The priest clarified that getting COVID-19 vaccines and boosters is still the way to go, not "intentionally infecting ourselves with Omicron."
World Health Organization warning
The WHO on Jan. 6 cautioned the public that with billions still unvaccinated worldwide, "there is still plenty of opportunity for this virus to spread and to generate new variants.”
“So unfortunately, it will not be the last variant you hear us discuss. It will not be the last variant of concern,” WHO COVID-19 technical lead Maria Van Kerkhove said. “There is no inevitability that the next variant will be less severe or more severe.
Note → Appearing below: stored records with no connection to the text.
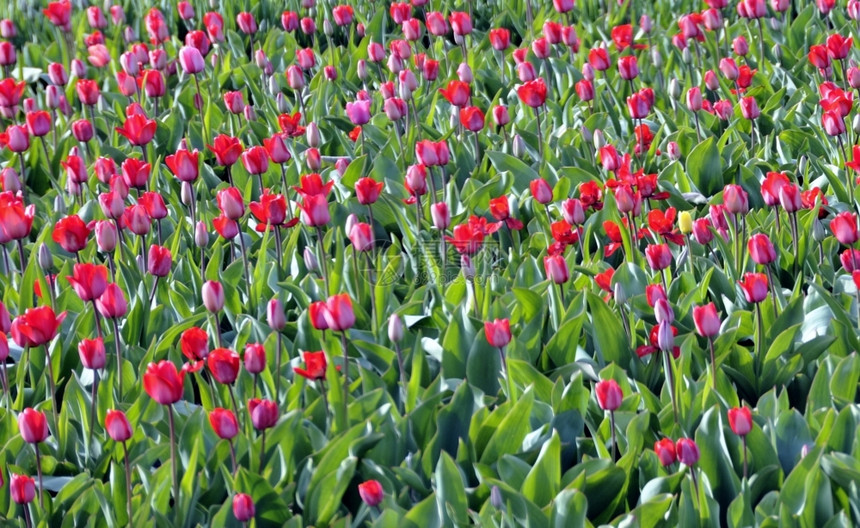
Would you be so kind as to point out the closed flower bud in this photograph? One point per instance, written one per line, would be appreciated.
(46, 261)
(310, 259)
(313, 135)
(395, 328)
(519, 146)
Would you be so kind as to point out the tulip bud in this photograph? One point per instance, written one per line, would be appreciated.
(687, 56)
(395, 328)
(464, 72)
(281, 102)
(598, 139)
(310, 260)
(213, 296)
(9, 180)
(519, 146)
(656, 58)
(468, 267)
(313, 134)
(818, 231)
(186, 193)
(685, 222)
(275, 315)
(46, 261)
(619, 293)
(201, 236)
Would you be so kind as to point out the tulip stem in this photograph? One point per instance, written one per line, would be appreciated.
(612, 429)
(262, 452)
(245, 262)
(93, 409)
(402, 377)
(200, 111)
(670, 379)
(118, 357)
(343, 344)
(127, 481)
(53, 390)
(713, 362)
(512, 394)
(323, 259)
(39, 471)
(173, 460)
(278, 359)
(233, 456)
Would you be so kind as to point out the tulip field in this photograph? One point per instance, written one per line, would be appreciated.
(430, 263)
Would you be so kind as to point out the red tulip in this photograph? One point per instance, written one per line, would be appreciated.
(314, 211)
(533, 93)
(159, 261)
(659, 256)
(226, 149)
(88, 280)
(754, 286)
(138, 129)
(707, 320)
(761, 249)
(36, 327)
(838, 46)
(833, 123)
(457, 93)
(343, 15)
(194, 343)
(256, 160)
(246, 22)
(16, 138)
(264, 413)
(749, 108)
(224, 423)
(16, 220)
(498, 332)
(460, 23)
(500, 39)
(33, 426)
(213, 296)
(270, 210)
(92, 353)
(112, 303)
(665, 450)
(338, 314)
(117, 426)
(371, 492)
(277, 149)
(183, 164)
(740, 420)
(255, 358)
(163, 382)
(243, 504)
(609, 395)
(844, 227)
(598, 58)
(687, 450)
(541, 191)
(224, 365)
(315, 363)
(21, 487)
(628, 67)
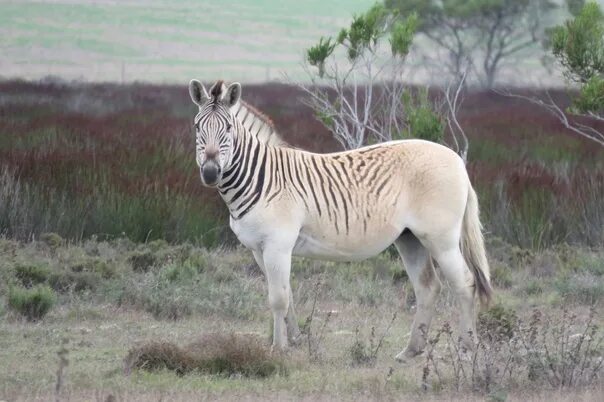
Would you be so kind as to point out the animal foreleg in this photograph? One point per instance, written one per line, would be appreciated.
(291, 321)
(278, 265)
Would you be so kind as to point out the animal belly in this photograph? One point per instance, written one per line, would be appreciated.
(344, 248)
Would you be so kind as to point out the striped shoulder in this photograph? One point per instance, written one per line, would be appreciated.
(258, 124)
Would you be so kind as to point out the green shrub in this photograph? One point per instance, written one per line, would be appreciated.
(31, 275)
(33, 303)
(580, 288)
(52, 240)
(497, 323)
(94, 265)
(501, 276)
(533, 287)
(64, 281)
(142, 261)
(220, 354)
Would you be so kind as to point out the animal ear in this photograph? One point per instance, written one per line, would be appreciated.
(233, 94)
(198, 93)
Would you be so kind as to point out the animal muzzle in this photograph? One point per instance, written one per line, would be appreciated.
(210, 173)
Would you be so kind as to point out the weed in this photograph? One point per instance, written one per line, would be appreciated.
(31, 274)
(33, 304)
(364, 353)
(64, 280)
(220, 354)
(52, 240)
(560, 352)
(96, 266)
(142, 261)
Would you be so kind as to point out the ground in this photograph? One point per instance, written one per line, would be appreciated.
(115, 295)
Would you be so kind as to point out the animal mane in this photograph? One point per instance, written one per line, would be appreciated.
(258, 124)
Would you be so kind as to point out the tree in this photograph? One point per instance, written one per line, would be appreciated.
(578, 47)
(357, 89)
(479, 34)
(356, 86)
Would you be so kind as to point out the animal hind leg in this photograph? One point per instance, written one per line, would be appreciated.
(291, 322)
(278, 264)
(447, 253)
(426, 286)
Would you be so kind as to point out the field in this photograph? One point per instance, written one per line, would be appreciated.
(115, 296)
(161, 41)
(104, 217)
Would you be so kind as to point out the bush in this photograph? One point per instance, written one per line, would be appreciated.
(52, 240)
(221, 354)
(580, 288)
(33, 303)
(96, 266)
(31, 275)
(497, 323)
(65, 281)
(142, 261)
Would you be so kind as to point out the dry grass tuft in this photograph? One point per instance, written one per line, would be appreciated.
(222, 354)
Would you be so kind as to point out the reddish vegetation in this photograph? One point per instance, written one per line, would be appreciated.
(138, 139)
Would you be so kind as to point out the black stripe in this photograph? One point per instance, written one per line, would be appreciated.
(312, 159)
(330, 184)
(249, 176)
(242, 168)
(258, 190)
(312, 189)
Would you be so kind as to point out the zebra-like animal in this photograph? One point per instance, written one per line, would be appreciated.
(343, 206)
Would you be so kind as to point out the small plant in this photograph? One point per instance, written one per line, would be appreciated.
(314, 339)
(52, 240)
(66, 281)
(497, 323)
(363, 353)
(559, 352)
(33, 304)
(142, 261)
(94, 265)
(31, 274)
(220, 354)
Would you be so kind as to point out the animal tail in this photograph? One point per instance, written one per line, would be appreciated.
(473, 250)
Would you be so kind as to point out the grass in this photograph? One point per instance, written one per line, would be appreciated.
(118, 160)
(194, 308)
(218, 353)
(33, 304)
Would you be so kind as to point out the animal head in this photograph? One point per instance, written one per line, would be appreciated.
(214, 126)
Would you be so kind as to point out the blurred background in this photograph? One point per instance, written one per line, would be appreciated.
(95, 128)
(108, 238)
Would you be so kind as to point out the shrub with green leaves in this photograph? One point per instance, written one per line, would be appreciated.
(33, 304)
(142, 261)
(422, 119)
(31, 274)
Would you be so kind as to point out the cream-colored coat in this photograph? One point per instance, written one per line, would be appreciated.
(352, 205)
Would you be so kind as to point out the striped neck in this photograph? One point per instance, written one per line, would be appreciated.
(242, 181)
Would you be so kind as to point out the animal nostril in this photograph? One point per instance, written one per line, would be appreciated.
(211, 153)
(210, 173)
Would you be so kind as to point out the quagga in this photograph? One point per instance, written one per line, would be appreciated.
(343, 206)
We just have to see what happens as this virus evolves."
WHO Director General Tedros Ghebreyesus said there's much downside in "waiting for Omicron to continue spreading in hopes it provided significant levels of protection in a population as it could still lead to many deaths."
As for Michael Ryan, WHO Health Emergencies Program Executive Director, he highlighted that it would be "wishful thinking" to consider Omicron the last.
"We saw with very high levels of transmission of previous variants... how Omicron was able to come in and exploit the immunity gaps that existed, and do exist, around the world," Ryan said.
Nonetheless, Ryan said it's not "premature" for the world to hope for better days.
"We can hope for anything, we should hope for everything," he said. "But the reality is, we’re not doing enough yet globally to be able to say with any degree of certainty that we can avoid the emergence of new variants.”
On Jan. 7, the Philippines logged 21,819 new COVID-19 cases, bringing active infections to over 77,000. Cumulative caseload is already approaching three million.
In a bid to arrest the country's surge in recent cases, several local government units have reimposed Alert Level 3, such as in Laguna, from Jan. 7 to 15; Rizal, Bulacan, and Cavite, from Jan. 5 to 15; and Metro Manila, from Jan. 3 to 15.
Metro Manila also barred unvaccinated residents outside, save for essential travels.